1. On 9/13/2011 the surveyor noted two K cylinders (oxygen and nitrous oxide) in the operating room anesthesia closet that were not secured in a manner that would prevent them from toppling over.

LIFE SAFETY CODE STANDARD

Tag No.: K0077

Based on observation the facility failed to provide a medical gas system in compliance with NFPA 99, Chapter 4. More specifically the requirements of Chapter 4-3.1.2.7 Piping Materials.

Failure to provide a medical gas system in compliance with NFPA 99 requirements puts patients at risk of harm from the inhalation of impure medical gases.

Findings include:

1. On 9/13/2011 the surveyor noted that copper piping identified as that serving the medical air system (located near the west wing exit) had soldered joints that were not brazed as is required.

LIFE SAFETY CODE STANDARD

Tag No.: K0106

Based on observation and interview the facility failed to provide an essential electrical system (EES) in accordance with NFPA 99. More specifically those sections dealing with alarms and containment.

Failure on the part of the facility to meet the requirements of NFPA 99 puts patients, staff and visitors of the facility at risk from power outages.

Findings include:

1. On 9/13/2011 the surveyor noted that the 70 Kw generator was not secured/locked so as to minimize the potential of vandalism. (see Chapter 5-2.4 NFPA 110, 1999 edition)

2. On 9/13/2011 during a tour of the facility the surveyor was informed by Staff Member #7 that the remote annunciator for the 70 Kw generator was located in the old ICU unit (cardiac rehab) which is not staffed after hours. Code requires the annunciator to be continuously monitored. (see Chapter 3-4.1.1.15 NFPA 99, 1999 edition)

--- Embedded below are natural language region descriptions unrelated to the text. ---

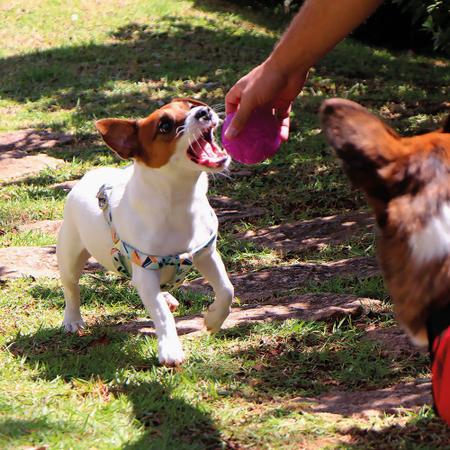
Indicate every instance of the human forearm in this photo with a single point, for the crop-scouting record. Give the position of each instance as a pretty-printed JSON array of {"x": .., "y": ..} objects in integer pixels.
[{"x": 316, "y": 29}]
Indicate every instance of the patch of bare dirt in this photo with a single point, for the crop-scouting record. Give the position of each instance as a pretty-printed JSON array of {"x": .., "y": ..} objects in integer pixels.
[
  {"x": 265, "y": 284},
  {"x": 306, "y": 307},
  {"x": 393, "y": 341},
  {"x": 314, "y": 234},
  {"x": 389, "y": 400}
]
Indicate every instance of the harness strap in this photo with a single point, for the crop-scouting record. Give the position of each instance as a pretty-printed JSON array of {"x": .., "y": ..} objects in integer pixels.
[{"x": 124, "y": 254}]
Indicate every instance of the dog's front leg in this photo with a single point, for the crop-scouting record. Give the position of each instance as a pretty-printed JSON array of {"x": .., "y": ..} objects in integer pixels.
[
  {"x": 211, "y": 266},
  {"x": 169, "y": 345}
]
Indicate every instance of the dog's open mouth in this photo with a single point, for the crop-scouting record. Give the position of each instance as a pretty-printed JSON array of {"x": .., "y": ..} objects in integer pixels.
[{"x": 206, "y": 152}]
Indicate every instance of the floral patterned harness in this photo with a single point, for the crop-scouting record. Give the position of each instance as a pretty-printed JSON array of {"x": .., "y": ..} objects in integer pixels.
[{"x": 124, "y": 255}]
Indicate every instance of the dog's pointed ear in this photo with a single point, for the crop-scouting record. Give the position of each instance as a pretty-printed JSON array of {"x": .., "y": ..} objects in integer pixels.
[
  {"x": 446, "y": 127},
  {"x": 355, "y": 132},
  {"x": 121, "y": 135}
]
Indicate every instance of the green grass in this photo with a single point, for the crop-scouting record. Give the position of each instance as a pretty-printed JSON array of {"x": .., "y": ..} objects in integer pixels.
[{"x": 64, "y": 64}]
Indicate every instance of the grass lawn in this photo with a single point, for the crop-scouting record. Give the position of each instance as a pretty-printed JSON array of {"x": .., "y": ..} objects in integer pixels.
[{"x": 64, "y": 64}]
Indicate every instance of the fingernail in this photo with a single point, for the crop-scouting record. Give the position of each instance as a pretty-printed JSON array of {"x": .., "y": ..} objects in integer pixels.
[{"x": 231, "y": 133}]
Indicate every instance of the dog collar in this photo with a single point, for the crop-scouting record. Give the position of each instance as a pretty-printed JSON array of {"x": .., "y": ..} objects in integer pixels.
[
  {"x": 438, "y": 327},
  {"x": 124, "y": 255}
]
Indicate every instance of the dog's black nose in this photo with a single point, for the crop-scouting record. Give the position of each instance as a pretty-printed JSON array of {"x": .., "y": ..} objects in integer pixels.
[{"x": 203, "y": 113}]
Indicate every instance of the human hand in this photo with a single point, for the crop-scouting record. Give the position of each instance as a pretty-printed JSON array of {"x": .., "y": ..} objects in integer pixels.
[{"x": 265, "y": 85}]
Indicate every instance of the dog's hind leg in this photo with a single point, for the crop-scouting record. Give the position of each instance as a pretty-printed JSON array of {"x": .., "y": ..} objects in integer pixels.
[{"x": 72, "y": 257}]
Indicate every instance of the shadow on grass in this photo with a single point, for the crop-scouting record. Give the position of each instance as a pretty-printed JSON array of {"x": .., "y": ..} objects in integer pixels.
[
  {"x": 156, "y": 55},
  {"x": 316, "y": 357},
  {"x": 81, "y": 76},
  {"x": 169, "y": 421},
  {"x": 426, "y": 433}
]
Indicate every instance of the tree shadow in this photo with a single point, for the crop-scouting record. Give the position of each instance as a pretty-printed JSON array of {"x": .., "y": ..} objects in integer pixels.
[
  {"x": 424, "y": 433},
  {"x": 67, "y": 75},
  {"x": 168, "y": 421},
  {"x": 312, "y": 363}
]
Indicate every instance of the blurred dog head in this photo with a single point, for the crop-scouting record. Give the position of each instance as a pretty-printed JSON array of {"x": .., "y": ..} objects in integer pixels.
[{"x": 407, "y": 184}]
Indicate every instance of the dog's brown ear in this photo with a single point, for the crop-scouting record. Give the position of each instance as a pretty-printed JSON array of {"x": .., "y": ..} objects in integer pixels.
[
  {"x": 358, "y": 135},
  {"x": 121, "y": 135}
]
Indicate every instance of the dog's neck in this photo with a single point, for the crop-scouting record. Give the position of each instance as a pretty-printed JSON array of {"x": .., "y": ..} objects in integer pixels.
[
  {"x": 173, "y": 188},
  {"x": 169, "y": 207}
]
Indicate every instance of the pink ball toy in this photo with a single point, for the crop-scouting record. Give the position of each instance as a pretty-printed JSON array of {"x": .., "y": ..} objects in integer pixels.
[{"x": 260, "y": 139}]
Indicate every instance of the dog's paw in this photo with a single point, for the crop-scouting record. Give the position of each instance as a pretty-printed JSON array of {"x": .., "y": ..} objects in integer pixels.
[
  {"x": 170, "y": 353},
  {"x": 75, "y": 326},
  {"x": 215, "y": 316},
  {"x": 171, "y": 301}
]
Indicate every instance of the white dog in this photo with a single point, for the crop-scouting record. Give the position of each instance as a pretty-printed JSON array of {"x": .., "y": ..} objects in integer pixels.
[{"x": 151, "y": 220}]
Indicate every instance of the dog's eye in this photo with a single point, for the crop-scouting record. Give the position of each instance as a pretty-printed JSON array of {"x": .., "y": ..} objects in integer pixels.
[{"x": 165, "y": 126}]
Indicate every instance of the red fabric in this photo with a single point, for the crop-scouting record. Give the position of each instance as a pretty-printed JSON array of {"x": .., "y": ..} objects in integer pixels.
[{"x": 441, "y": 375}]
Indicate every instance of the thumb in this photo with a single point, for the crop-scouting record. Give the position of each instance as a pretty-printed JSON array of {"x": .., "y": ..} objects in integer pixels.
[{"x": 239, "y": 120}]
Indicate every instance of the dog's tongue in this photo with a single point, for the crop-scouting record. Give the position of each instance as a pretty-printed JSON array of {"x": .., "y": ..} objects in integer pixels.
[
  {"x": 205, "y": 147},
  {"x": 208, "y": 153}
]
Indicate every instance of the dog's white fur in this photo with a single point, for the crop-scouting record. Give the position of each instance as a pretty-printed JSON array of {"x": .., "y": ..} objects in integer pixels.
[
  {"x": 433, "y": 241},
  {"x": 160, "y": 211}
]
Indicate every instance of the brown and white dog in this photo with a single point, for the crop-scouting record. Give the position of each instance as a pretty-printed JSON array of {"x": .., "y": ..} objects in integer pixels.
[
  {"x": 407, "y": 184},
  {"x": 157, "y": 205}
]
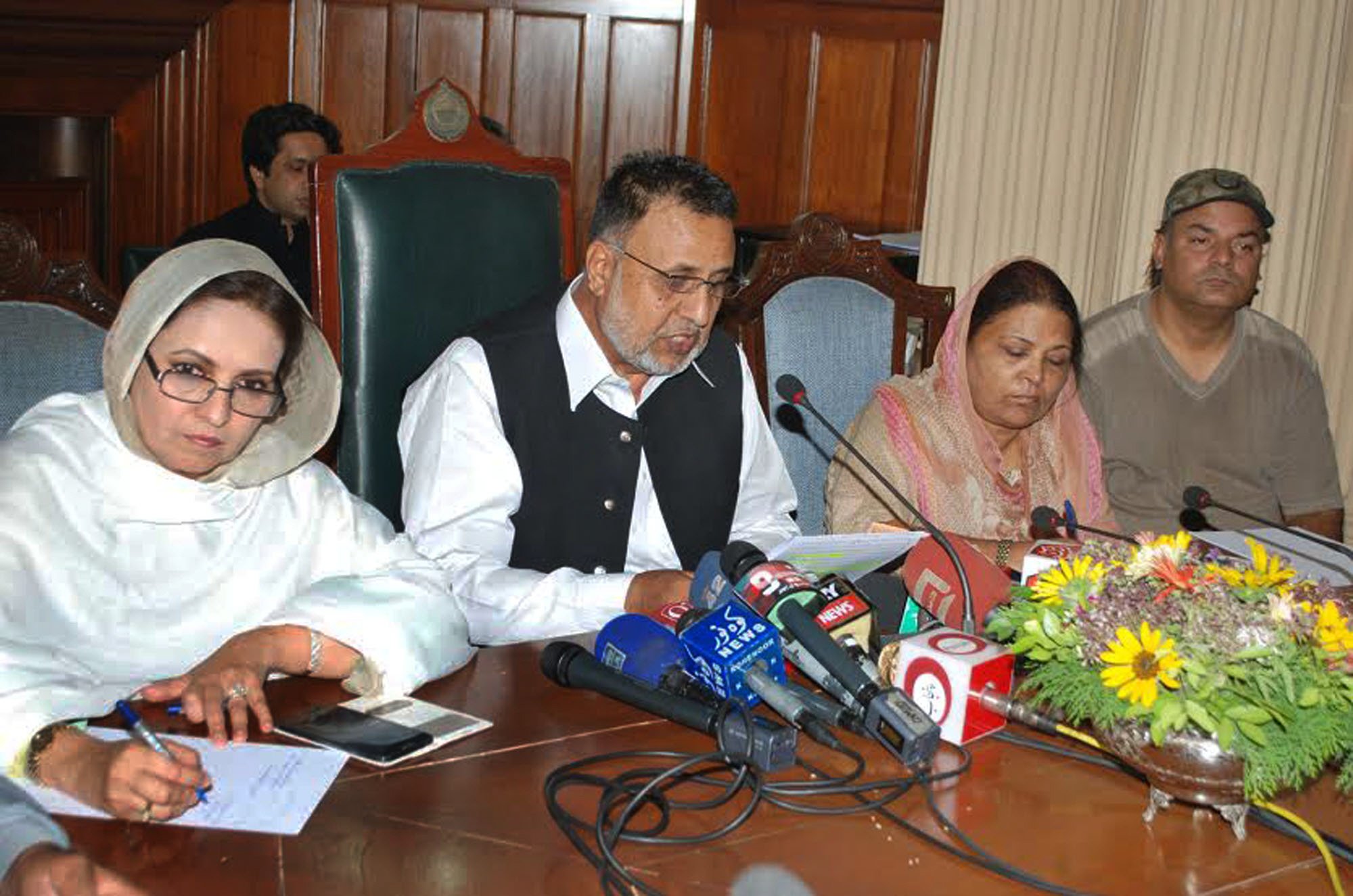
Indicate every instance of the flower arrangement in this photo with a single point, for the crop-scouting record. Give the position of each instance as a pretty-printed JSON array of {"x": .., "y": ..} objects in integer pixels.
[{"x": 1172, "y": 638}]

3. On 9/13/2011 the surveyor noted that the main generator room was being used to store various combustible materials. Code prohibits storage in the generator room. (see Chapter 5-11.1 NFPA 110, 1999 edition)

LIFE SAFETY CODE STANDARD

Tag No.: K0140

Based on observation and interview the facility failed to provide a medical gas system that has master alarm panels located in two separate locations as is required.

Failure on the part of the facility to provide master alarms in two separated locations puts patients at risk of not having an uninterrupted supply of oxygen.

Findings include:

1. On 9/13/2011 the surveyor noted that a master alarm for the medical gas system was located in a continuously occupied location (nurses station). On the same date the surveyor was informed that the system lacked a second master alarm, more specifically a second master alarm located in the principle working area of the individual responsible for the maintenance of the medical gas system; i.e. physical plant office.

2. On 9/13/2011 the surveyor was informed by Staff Member #7 that the medical air system was not provide with alarms in a 24 hour manned station or the shop (principle working area of the individual responsible for system maintenance).

3. On 9/13/2011 the surveyor noted that the medical air alarm monitoring system for carbon monoxide and dew point detection was not plugged into a power supply making it non-functional. It was further noted that logs kept for the alarm had not been maintained since March of 2011.

LIFE SAFETY CODE STANDARD

Tag No.: K0147

Based on observation the facility failed provide wiring solutions in accordance with NFPA 70, National Electrical Code.

Failure on the part of the facility to provide wiring as required puts patients, staff and visitors of the facility at risk of electrical shock or fire.

Findings include:

1. On 9/13/2011 the surveyor noted the following violations:
a) Two control boxes serving the kitchen pantry walk-ins were open;
b) An extension cord was being used as a permanent source of power for a grinder and light unit;
c)Two electrical receptacles in the shop lacked covers;
d) An extension cord was connected to a power strip in the film storage room;
e) Electrical receptacles in patient care areas such as cardiac rehab and imaging were not hospital grade;
f) 70 KW generator not fully secured;
g) Breaker box serving generator was not secured or labeled;
h) Breakers labels in 3 of 4 panels located in the ICU electrical room did not have current information; and
i) A power strip supplying power to a printer was connected to an extension cord.